Default initialization value

The last argument is the default value for the data matrix of the Mat object. You will have noticed the use of yet another OpenCV specific data structure: Scalar. The Scalar_ class allows you to store a vector of at most four values. You might be wondering about the utility of restricting the size of a vector to just four. There are several use cases within OpenCV where we might require working with one, two, or three values (and not more than that). For example, we have just learnt that each pixel in an RGB image is represented using three values, one each for the R, G, and B channels. In such a scenario, the Scalar object provides a convenient method to pass the group of three values to the Mat object constructor, as has been done in the example under consideration. One important thing to note is that OpenCV reads the color channels in the reverse order-B, G, and R. This means that passing Scalar(255, 0, 0) would refer to blue, whereas Scalar(0, 0, 255) is red. Any combination of the three would then represent one of the 16 million+ colors. If, at this point of time, you are wondering about providing default values for a grayscale image, OpenCV allows what is intuitive. A simple Scalar(0) or Scalar(255) will color all pixels black or white, respectively, by default in a grayscale image. What I mean to say is that the constructor for the Scalar object is flexible enough to accept one, two, three, or even four values. If you are wondering about the discrepancy in the class names, Scalar_ and Scalar, similar to the Size_ class, OpenCV defines the following alias to make our code less verbose:

typedef Scalar_<double> Scalar; 

The initialization method that we discussed here involved passing all the three pieces of information as arguments:

  • Dimensions of the image

  • The type of data stored at each pixel location

  • The initial value to be filled in the data matrix

However, the Mat class allows greater flexibility in declaring objects. You do not have to specify all the three mentioned earlier. The Mat class has some overloaded constructors that allow you to declare objects even if you simply specify the following:

  • Nothing at all

  • The dimensions and the type

  • The dimensions, the type, and the initial value

Here are some of the constructor declarations from the implementation of the Mat class:

Mat () 
Mat (int rows, int cols, int type) 
Mat (Size size, int type) 
Mat (int rows, int cols, int type, const Scalar &s) 
Mat (Size size, int type, const Scalar &s) 

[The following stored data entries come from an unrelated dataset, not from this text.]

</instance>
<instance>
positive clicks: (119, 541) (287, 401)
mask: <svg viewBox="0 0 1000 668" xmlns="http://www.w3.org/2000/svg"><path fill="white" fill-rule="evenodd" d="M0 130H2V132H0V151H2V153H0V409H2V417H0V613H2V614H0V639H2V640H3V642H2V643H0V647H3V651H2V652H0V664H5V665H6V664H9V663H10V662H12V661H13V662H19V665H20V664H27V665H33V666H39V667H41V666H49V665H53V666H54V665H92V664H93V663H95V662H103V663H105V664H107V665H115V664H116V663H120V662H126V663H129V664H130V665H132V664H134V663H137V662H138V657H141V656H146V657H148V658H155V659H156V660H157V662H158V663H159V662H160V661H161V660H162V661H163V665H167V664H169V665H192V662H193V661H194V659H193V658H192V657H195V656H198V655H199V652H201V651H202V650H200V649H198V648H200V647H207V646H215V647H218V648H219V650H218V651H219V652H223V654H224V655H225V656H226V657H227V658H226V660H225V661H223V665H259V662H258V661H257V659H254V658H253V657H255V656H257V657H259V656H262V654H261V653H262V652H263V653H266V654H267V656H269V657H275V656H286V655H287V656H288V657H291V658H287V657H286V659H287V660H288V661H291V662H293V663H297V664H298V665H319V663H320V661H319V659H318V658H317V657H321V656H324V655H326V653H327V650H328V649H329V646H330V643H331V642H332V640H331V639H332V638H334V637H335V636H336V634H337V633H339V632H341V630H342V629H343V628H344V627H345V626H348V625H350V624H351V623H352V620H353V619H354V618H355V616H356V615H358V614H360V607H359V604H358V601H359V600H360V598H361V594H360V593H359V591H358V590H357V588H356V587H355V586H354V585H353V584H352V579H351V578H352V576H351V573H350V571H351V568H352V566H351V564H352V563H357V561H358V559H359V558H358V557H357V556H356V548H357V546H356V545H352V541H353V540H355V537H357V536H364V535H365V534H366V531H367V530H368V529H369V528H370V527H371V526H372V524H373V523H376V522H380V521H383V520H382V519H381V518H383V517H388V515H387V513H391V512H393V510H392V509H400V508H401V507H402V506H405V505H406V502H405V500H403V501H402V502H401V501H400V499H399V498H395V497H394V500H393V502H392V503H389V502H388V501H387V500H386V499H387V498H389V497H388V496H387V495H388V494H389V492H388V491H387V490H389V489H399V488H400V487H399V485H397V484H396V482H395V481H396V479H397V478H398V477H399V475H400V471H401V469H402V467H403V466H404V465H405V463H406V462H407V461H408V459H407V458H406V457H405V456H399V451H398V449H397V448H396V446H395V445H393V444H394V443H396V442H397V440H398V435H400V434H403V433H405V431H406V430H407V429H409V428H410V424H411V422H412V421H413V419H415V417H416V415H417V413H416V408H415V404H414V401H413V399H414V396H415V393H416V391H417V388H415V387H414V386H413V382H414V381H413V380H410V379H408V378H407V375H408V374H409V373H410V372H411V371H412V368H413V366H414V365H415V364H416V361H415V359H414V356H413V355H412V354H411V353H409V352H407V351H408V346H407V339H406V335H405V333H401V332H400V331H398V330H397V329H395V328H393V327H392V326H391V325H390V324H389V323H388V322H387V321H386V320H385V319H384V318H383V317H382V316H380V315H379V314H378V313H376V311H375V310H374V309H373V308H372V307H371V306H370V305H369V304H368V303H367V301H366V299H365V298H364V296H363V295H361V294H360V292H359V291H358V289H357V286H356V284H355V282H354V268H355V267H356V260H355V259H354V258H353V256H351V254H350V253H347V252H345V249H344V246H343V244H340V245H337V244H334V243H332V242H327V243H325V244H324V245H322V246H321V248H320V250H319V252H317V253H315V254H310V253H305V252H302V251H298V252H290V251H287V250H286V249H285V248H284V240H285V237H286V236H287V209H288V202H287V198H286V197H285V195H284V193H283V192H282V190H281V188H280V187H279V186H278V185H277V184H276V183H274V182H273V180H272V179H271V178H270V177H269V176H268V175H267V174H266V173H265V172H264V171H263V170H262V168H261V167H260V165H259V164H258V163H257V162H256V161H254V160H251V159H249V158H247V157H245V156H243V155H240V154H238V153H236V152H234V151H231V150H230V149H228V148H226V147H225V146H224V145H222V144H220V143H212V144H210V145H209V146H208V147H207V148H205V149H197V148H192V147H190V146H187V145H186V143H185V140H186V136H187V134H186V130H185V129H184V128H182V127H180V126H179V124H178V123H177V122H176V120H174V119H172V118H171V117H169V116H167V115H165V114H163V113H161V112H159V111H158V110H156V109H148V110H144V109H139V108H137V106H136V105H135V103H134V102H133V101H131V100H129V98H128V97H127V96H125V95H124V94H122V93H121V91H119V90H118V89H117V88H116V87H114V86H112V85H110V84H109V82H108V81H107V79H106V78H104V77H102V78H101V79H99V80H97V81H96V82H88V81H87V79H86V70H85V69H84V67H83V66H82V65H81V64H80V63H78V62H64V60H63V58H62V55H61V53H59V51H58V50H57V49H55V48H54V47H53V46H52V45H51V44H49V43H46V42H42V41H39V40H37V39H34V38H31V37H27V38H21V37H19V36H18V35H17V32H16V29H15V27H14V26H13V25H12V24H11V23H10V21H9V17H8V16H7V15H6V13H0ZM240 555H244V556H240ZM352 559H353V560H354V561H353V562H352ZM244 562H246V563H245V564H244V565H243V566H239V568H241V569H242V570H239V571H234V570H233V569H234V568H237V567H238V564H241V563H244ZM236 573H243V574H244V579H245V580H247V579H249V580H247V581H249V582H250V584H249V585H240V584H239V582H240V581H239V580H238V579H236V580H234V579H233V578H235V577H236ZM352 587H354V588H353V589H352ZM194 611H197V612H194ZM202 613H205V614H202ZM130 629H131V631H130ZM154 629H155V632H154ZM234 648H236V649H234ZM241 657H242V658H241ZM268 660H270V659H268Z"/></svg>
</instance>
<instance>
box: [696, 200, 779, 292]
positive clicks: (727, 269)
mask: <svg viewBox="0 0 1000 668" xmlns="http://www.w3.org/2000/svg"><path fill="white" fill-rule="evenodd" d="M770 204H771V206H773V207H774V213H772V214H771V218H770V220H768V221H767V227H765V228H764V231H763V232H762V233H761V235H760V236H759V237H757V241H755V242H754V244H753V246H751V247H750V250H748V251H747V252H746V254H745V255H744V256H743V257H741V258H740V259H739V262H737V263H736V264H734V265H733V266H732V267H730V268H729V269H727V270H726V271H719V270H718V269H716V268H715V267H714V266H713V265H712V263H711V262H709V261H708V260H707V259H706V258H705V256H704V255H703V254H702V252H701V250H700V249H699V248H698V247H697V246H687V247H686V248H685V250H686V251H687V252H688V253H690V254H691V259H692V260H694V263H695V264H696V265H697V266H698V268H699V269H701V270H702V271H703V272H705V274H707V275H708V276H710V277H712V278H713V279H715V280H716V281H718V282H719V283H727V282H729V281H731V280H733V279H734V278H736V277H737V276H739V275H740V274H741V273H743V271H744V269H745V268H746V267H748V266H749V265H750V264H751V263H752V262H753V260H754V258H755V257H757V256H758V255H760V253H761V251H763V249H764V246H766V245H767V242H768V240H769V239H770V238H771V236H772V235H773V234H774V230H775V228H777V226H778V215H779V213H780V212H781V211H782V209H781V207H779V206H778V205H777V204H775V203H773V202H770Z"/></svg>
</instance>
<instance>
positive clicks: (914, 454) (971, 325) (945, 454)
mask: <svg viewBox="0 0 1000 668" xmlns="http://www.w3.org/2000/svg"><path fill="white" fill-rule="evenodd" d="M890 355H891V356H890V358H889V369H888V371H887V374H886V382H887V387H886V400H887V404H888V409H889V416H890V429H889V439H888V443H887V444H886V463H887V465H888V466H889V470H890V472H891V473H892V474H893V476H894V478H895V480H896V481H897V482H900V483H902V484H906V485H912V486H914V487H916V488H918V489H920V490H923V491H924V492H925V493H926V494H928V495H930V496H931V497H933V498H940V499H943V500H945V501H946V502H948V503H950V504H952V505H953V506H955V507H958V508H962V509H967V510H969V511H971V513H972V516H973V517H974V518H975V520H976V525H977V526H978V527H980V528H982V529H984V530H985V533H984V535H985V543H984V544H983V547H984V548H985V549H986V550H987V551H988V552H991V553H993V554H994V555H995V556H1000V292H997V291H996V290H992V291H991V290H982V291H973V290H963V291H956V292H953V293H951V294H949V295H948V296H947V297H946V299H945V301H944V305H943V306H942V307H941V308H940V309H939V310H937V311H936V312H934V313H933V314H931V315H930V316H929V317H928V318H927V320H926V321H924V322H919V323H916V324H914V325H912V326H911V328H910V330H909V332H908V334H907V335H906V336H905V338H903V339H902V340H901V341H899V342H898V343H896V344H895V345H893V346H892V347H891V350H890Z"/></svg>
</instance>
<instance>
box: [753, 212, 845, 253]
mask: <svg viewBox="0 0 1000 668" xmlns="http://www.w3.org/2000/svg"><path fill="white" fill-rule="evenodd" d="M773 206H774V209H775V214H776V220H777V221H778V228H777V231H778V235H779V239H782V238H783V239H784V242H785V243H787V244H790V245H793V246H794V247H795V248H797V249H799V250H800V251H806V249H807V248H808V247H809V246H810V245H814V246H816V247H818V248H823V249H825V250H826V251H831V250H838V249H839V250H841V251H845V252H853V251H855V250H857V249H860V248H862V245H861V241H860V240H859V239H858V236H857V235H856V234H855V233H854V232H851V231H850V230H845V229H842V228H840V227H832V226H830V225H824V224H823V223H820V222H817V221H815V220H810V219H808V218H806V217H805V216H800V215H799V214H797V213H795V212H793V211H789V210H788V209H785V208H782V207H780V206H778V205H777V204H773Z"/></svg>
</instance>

Going by the preceding definitions, we present some sample valid Mat object declarations. You will get a chance to see them being used in the programs that we write as part of this book:

Mat I; 
Mat I(100, 80, CV_8UC1); 
Mat I(Size(80, 100), CV_8UC1); 

Before we finish this section on declaring Mat objects, we will discuss one final technique, that is, creating Mat objects as a region of interest (ROI) from inside an existing Mat object. Often, situations arise where we are interested in a subset of the data from the data matrix of an existing Mat object. Putting it another way, we would like to initialize a new Mat object whose data matrix is a submatrix of the existing Mat object. The constructor for such an initialization is given as Mat (const Mat &m, const Rect &roi). A sample statement that invokes such a constructor is given as follows:

Mat roi_image(original_image, Rect(10, 10, 100, 100)); 

This will create a new Mat object named roi_image by taking the data from the matrix belonging to the existing Mat object, original_image. The submatrix will start from the pixel with coordinates (10, 10) as the upper-left corner and will have dimensions of 100 x 100. All the information pertaining to the size of the ROI has been passed via the Rect object, which is yet another OpenCV specific data structure.